I actually don’t understand any of these concerns and here’s why;
The debt turned into equity is an amount no longer outstanding against the company.
So whilst shareholding will be diluted this will be negated by the increase in value per share due to the lower debt of the company.
2) The company can’t be taken private on a debt for equity deal
The company will have a secure future and finances meaning again shares increase in value.
Ultimately think about it the shareholders wouldnt convert the debt into equity if they didnt believe the shares would grow in value simple as. Otherwise they’d of left it to accrue interest
shaml89 - The major shareholders own 65.81% of the shares. That percentage will increase with their shares gained from the D4E swap. The remaining 34.19% of shares will be diluted.
It will depend on how the shareholders vote. If they need 75% to approve then it could be tight with Baker Steel going with the major shareholders.
They made an offer for the outstanding shares many years ago which valued the company at around £35m iirc.
I cant Digest this D4E scenario as right now company is generating healthy cash and should be able to meet its quarterly interest payments and production is increasing so further cash would be generated. They needed to make an offer but instead they have gone for D4E swap and that would dilute existing shareholders heavily. Candy brothers and Other major shareholders hold 60% or more between them.
I have to say I have taken a few off the table based on the uncertain situation concerning the debt for equity swap, I think the reason the Q4 numbers were delayed may be because management were hoping to complete the finance deal and deliver it with these results - not so.
The one thing the market hates is uncertainty, new buyers now have no idea as to what terms the D4E swap will occur and that is unsettling.

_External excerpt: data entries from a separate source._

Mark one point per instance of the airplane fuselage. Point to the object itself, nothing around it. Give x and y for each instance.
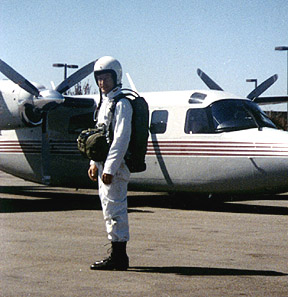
(193, 146)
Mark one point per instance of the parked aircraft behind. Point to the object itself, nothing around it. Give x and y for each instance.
(202, 141)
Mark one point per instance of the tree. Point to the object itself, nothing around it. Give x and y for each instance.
(79, 89)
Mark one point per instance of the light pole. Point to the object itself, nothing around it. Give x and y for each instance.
(284, 48)
(65, 67)
(252, 80)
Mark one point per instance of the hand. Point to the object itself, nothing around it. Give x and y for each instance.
(107, 178)
(92, 172)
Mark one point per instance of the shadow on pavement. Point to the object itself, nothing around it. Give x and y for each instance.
(41, 198)
(205, 271)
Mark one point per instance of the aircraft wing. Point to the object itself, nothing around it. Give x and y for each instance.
(271, 100)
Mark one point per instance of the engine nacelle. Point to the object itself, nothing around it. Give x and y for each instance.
(19, 108)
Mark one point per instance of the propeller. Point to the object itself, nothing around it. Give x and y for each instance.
(208, 81)
(75, 77)
(18, 79)
(36, 109)
(262, 87)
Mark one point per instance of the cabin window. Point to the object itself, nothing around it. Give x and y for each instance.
(197, 121)
(159, 120)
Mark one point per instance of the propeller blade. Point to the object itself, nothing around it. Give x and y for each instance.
(18, 79)
(262, 87)
(75, 77)
(208, 81)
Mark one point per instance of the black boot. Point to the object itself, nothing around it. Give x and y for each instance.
(118, 260)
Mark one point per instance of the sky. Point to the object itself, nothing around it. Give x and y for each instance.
(159, 43)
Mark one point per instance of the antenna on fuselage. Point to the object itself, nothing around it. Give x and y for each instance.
(131, 83)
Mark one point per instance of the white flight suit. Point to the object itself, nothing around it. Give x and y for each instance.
(114, 196)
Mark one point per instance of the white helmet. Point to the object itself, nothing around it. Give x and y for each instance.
(111, 65)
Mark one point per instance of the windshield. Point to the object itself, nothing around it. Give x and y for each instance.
(226, 115)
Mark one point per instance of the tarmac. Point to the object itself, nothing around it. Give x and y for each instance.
(180, 245)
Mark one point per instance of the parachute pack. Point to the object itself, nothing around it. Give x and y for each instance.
(135, 156)
(94, 143)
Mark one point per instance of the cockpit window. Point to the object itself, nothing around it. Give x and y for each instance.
(226, 115)
(197, 121)
(231, 115)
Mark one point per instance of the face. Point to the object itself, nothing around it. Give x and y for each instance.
(105, 82)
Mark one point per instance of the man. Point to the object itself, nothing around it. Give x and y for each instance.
(113, 174)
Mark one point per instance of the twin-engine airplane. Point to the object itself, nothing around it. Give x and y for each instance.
(200, 141)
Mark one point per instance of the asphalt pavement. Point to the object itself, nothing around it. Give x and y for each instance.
(180, 245)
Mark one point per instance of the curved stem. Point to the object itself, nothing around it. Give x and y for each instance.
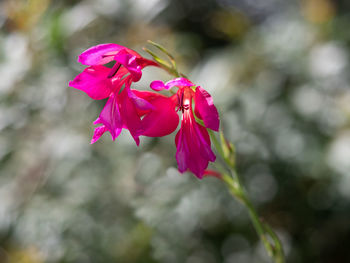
(266, 234)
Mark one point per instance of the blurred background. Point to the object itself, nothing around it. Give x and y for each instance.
(279, 74)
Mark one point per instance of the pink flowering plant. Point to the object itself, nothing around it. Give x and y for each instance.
(152, 114)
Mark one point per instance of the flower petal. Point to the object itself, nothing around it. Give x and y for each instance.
(206, 110)
(99, 55)
(110, 117)
(99, 131)
(158, 85)
(163, 119)
(130, 62)
(130, 115)
(94, 82)
(139, 102)
(193, 146)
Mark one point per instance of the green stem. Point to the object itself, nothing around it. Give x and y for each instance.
(274, 248)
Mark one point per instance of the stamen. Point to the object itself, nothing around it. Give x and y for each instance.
(114, 70)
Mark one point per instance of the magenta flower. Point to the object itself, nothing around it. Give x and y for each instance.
(124, 108)
(192, 140)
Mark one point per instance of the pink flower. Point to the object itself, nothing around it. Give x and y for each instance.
(192, 140)
(124, 109)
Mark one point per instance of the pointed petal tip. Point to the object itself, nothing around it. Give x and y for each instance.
(157, 85)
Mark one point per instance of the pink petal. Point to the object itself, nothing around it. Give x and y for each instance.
(193, 146)
(206, 110)
(139, 102)
(163, 119)
(99, 131)
(158, 85)
(94, 82)
(110, 117)
(180, 82)
(99, 55)
(130, 62)
(130, 115)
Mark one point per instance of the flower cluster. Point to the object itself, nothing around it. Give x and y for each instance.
(147, 113)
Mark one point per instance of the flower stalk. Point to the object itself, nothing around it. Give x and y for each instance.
(269, 238)
(226, 150)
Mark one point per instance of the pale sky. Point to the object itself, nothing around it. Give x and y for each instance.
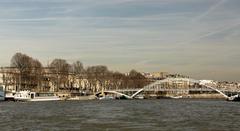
(200, 38)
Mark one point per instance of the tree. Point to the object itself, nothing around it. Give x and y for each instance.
(29, 70)
(78, 72)
(97, 75)
(60, 70)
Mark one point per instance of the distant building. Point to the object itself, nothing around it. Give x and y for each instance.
(155, 75)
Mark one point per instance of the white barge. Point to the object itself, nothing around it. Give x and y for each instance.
(33, 96)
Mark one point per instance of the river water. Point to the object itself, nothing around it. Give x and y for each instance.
(139, 115)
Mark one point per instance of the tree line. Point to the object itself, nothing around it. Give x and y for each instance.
(61, 75)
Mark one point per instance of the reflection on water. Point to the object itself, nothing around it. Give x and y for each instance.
(184, 114)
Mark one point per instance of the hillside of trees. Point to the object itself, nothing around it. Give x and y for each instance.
(30, 74)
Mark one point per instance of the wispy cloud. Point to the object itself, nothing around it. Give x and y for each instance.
(211, 9)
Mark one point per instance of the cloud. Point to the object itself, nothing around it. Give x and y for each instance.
(211, 9)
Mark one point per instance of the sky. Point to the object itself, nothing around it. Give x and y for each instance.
(199, 38)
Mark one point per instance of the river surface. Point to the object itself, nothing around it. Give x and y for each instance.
(107, 115)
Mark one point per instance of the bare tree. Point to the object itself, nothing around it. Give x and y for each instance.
(29, 70)
(60, 70)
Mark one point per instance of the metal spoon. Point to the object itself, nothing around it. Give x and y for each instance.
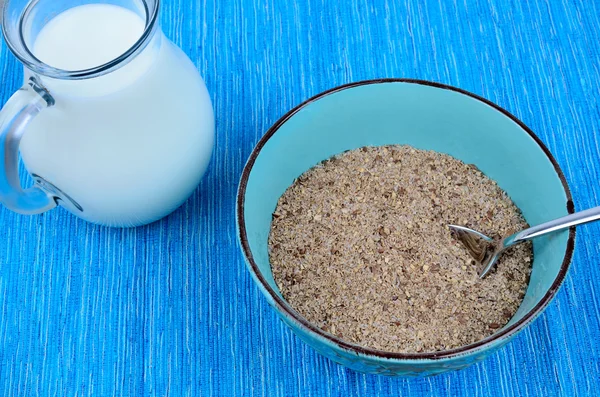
(486, 250)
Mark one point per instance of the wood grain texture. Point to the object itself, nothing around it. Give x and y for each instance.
(170, 310)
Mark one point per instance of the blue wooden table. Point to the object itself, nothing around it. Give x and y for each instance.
(170, 310)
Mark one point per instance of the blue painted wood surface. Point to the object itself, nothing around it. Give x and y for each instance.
(170, 310)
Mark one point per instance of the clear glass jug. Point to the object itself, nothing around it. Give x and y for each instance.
(119, 140)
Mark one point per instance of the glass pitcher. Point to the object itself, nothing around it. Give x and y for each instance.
(114, 122)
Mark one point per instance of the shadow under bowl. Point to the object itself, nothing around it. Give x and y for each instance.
(427, 116)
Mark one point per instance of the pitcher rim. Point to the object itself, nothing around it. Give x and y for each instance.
(30, 61)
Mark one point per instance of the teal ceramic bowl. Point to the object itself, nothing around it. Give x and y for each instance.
(427, 116)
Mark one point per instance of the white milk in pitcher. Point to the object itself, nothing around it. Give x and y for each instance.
(128, 147)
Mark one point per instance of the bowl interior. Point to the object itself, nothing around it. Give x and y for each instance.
(426, 117)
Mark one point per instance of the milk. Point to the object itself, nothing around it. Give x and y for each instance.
(127, 147)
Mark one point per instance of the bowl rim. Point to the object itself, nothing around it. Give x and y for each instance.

I have looked at the situation at AAZ where their debt hit circa £45m at it's height, so one may suggest the MTL D4E swap could be 50% (£50m) as opposed to my suggested earlier £25m. It is all guesswork now.
It is a great shame this uncertainty now exists but I think all will work out in due course.
However they can also take it private as now they would almost certainly own most of the company. I hope I am wrong but this is likely scenario I can see emerging.Now company is able to pay off debt and production is rising, so why should they enforce debt to equity swap now?
i think they would need to make a bid for the company over a certain amount haven't got time to read through the takeover code at the moment although there are plenty of debt for equity options involving warrants etc.
Lets see but previous debt to equity swaps have not gone really well for holders and shareholders are heavily diluted in almost every single debt to equity swap.
I don't think these prices will last long. The biggest debt holders will be keen to turn their debt (which the company can't service) into shares (which once the debt is gone will easily double in value). Especially as the biggest debt holders already own most of the shares.
it does say to include a 'debt equity swap component' which suggests to me partial ownership which is only fair under the circumstances
Got £2,000 to add but quoting me 1.42 and i wanted slightly lower lol might wait n see how it settles n purchase just before 4:30
Has scared the people and in if company goes ahead with it than biggest debt holders who also happen to be biggest shareholders can end up owning the company . A cunning way to get this flagship asset at a very cheap price.